Comparison of Discrete Velocity Method and Gas-Kinetic Method for Binary Gas Mixtures

Abstract

The formulation of computationally efficient methods describing gas mixtures at kinetic level suitable for demanding aerospace applications presents significant challenges. This work presents a gas-kinetic scheme for binary gas mixtures in which the kinetic model is capable of recovering, in the continuum limit, the correct heat transfer, mixture viscosity, and species diffusion. The model accounts for separate species-mean velocity such that the species diffusion and velocity drift are accurately represented. The main goal is to derive a numerically efficient gas kinetic scheme (GKS) method that has the ability to accurately model species diffusion and velocity drift, such that two-species Navier–Stokes equations are recovered with the correct Prandtl number. The paper compares the solutions of the underlying kinetic model obtained using the GKS method and the discrete velocity method.

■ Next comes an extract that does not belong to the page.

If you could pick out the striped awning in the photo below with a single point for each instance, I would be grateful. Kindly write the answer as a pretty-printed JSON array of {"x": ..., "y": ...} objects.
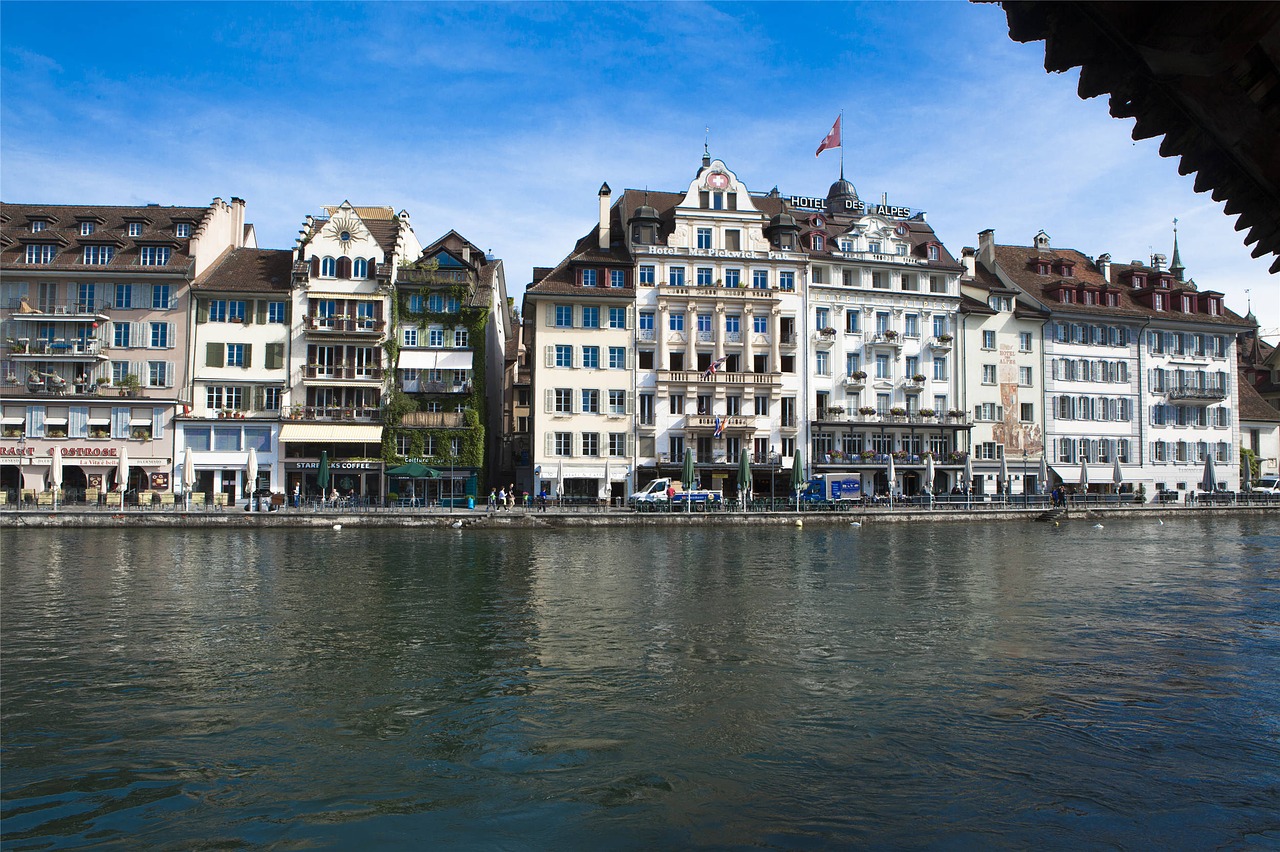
[{"x": 332, "y": 433}]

The limitations of the GKS for different flows and different levels of thermodynamic nonequilibrium are examined. Supersonic flows with varying species mass ratios, concentrations, and Knudsen number are investigated. For the cases considered a good agreement is observed, showing that the developed GKS method provides a valuable approach for modeling these challenging flows. Also, the reduction in required CPU time for the GKS relative to discrete velocity method is shown to be significant.